“I predict the discord in their party will grow as Republicans return to Washington after this last week of angry town halls,” Schumer said. “I believe the odds are very high we will keep the ACA, it will not be repealed.”
The comments highlighted how Democrats have been emboldened by Republican stumbles as they seek to stop the GOP from shredding key parts of the law. In an interview broadcast Sunday on ABC’s “This Week with George Stephanopoulos,” Pelosi claimed Republicans “do not have the votes” to repeal and replace the law.
While Trump and many Republicans campaigned on the promise of getting rid of it, they have yet to coalesce around a clear plan to make it happen. Schumer said that, by contrast, his party has defied expectations of divisiveness by uniting against much of Trump’s Cabinet and his push to repeal and replace the Affordable Care Act.
Schumer’s comments were part of a preemptive attack against Trump in which he and Pelosi accused the president of breaking promises to middle class Americans. They insisted that the president has failed to make good on vows to help working class people and has opted instead to pursue divisive measures that will benefit wealthy Americans and “reckless” national security policies that undermine the country’s values and diminish its safety.
The president’s most ardent supports have cheered some of his moves, but Democrats have largely united against him, and some Republicans have expressed concerns about his actions.
“The president hasn’t done very much, but what he has done is forsake his promises to the middle class,” Schumer said.
Pelosi argued that Trump “utterly squandered” his first 40 days in office, focusing on a “brutal agenda to target vulnerable populations and instill fear” instead of providing economic relief for everyday Americans. She singled out his controversial immigration ban, which has been stopped by a federal court, among other things.

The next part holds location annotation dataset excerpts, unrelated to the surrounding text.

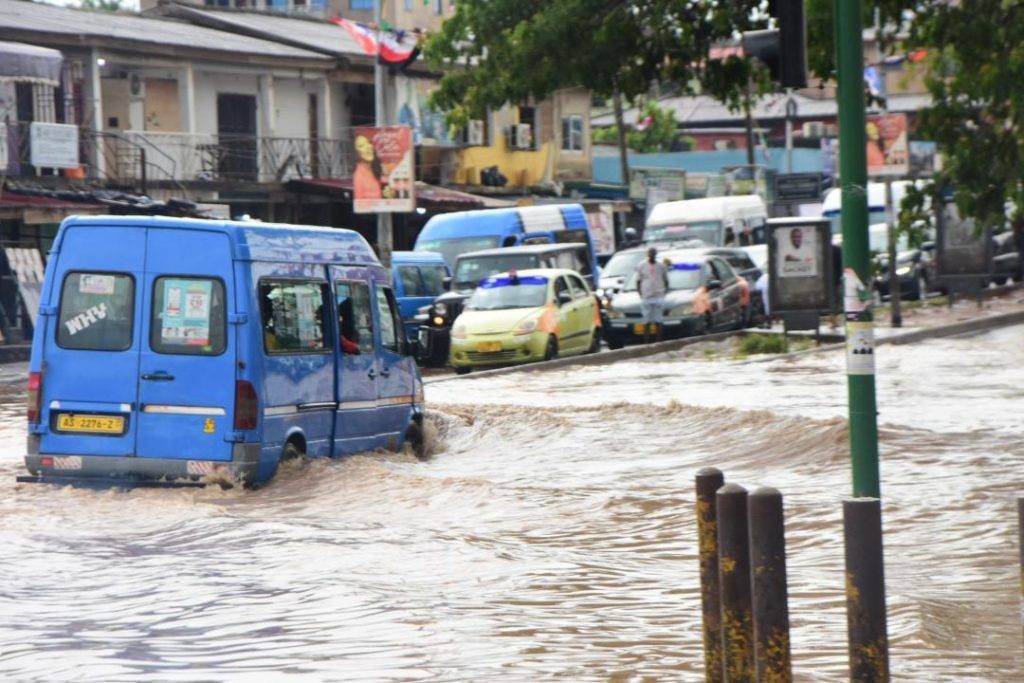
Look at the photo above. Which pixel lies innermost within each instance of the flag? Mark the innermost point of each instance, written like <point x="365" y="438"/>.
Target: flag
<point x="395" y="48"/>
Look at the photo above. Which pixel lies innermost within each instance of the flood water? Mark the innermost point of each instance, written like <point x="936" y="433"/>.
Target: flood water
<point x="551" y="536"/>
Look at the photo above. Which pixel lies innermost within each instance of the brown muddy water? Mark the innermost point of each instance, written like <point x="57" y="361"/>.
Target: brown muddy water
<point x="552" y="535"/>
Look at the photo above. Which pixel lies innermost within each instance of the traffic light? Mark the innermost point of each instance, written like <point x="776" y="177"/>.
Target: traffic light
<point x="782" y="50"/>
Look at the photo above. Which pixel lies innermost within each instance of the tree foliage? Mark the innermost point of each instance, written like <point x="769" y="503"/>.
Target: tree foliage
<point x="655" y="131"/>
<point x="499" y="51"/>
<point x="977" y="111"/>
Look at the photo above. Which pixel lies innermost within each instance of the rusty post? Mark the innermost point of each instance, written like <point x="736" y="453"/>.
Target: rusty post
<point x="1020" y="548"/>
<point x="734" y="580"/>
<point x="770" y="601"/>
<point x="709" y="480"/>
<point x="865" y="591"/>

Pelosi said Trump had embarked on a “bait and switch” agenda.
Schumer and Pelosi expressed concerns with Trump’s budget proposal, which was unveiled earlier Monday and will seek to boost defense spending and curtail costs in other areas. While they said they will reserve final judgment for the point when it becomes clear where specific spending cuts will come from, they voiced worries about the prospect of slashing spending on educational and environmental initiatives, and other areas.
“When we see more, we can speak to it more precisely, but this is a really bad path that we have seen so far,” Pelosi said. Schumer predicted “middle class families are going to be hurt” by the blueprint the Trump White House has advanced.
At the White House, Trump’s press secretary, Sean Spicer, provided a very different appraisal of the start of Trump’s presidency, arguing it has been a productive stretch.
“He’s continuing to work with Congress on both repealing and replacing Obamacare [and] tax reform, and fundamentally, both of those two items alone, I think, can help spur a lot of economic growth,” Spicer said. “The meetings that we’ve had with the CEOs, the health insurers, there’s so many things that are job killing, and it can be done to help promote a better regulatory and tax climate that leads to job creation.”
He added: “The meetings and the actions that the president has taken, on both regulatory and other matters, have helped spur job — job creation.”
Democrats intend to hit Trump on immigration and health care after Tuesday’s speech. They have selected former Kentucky governor Steve Beshear (D) to deliver the official response to Trump’s speech. Supporters of the ACA have often pointed to Kentucky as a model for successful implementation of the law.
Astrid Silva, an immigration activist and so-called Dreamer, will deliver the Spanish-language response.